I believe that’s the world our children are imagining when allowed the rare occasion to daydream. If my five year old preschooler then, now a typical ipad-crazy third grader, could acknowledge feeling nice when an adult is listening to him, then some nonverbal communication is getting lost in the translation of our tech lingo.
My own house is home to all form of technology. Ipad, iPhones, blackberry, laptop, Mac desktop, tablet and an old-fashioned landline. Yet there is a standing rule. No technology is allowed until Friday night movie. This is the day that we make a fuss about by taking turns picking the family movie. We have had our fill with Disney shows and are slowly moving into more real-life films. This rule has held its ground since the birth of our first born more than a decade ago.
Our children interact with technology on a daily basis in their schools. Our 6 year old can effectively navigate a few educational apps downloaded for entertainment on that mommy-is-at-her-wits-end occasion. When they go to play dates, we know that they might play video games, maybe even ask for it but hope they ask to play outdoors instead. At home, technology occupies that back burner on our family stove. We dedicate the front large burner to stories, books, stories and more books.
We have attempted to recreate that lost village gathering at dusk, as the last sliver of light vanishes into pitch darkness, when the stories of the day, some invented, others relived, begin to take their form.

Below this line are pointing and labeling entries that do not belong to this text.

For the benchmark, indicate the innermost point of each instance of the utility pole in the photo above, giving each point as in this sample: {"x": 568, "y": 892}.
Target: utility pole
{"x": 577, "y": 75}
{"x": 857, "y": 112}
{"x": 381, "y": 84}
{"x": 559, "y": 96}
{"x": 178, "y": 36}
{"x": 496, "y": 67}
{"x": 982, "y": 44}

When the lights go off at bedtime, I sit on a bright pink and green polka dotted bean bag beside a fading night light under a staircase and begin to tell the children stories that I invent along the way. The children lay silent, the night remains still. So still that we can hear the creatures of the night. The squirrels scatter, the birds lay in silence, the nocturnal tree hyrax, a furry cuddle-ball hiding in a hole during the day, but a monster with a terrifying, murderous scream at night, all begin their nightly routines. When we lived in S.E Asia, we imagined the snakes and a monitor lizard or two, slithering about in our car park searching for their prey. Back in Kenya, we can hear the laughing hyenas inside the Ngong Forest that sets the backdrop of our backyard, or imagine hearing the silent preying footsteps of a svelte leopard, freshly escaped from the Nairobi National Park, a stone’s throw away from our newly rented home.
One by one an eyelid is shut. My children fall asleep in pitch darkness, just as I imagine they would, if we lived in a Maasai village, a mere hour drive from the shining lights of Nairobi’s bustling city life into the renown African wilderness, where stories like ours are recounted by children who may never know of a Skype village.
I imagine them all as one global village of storytellers.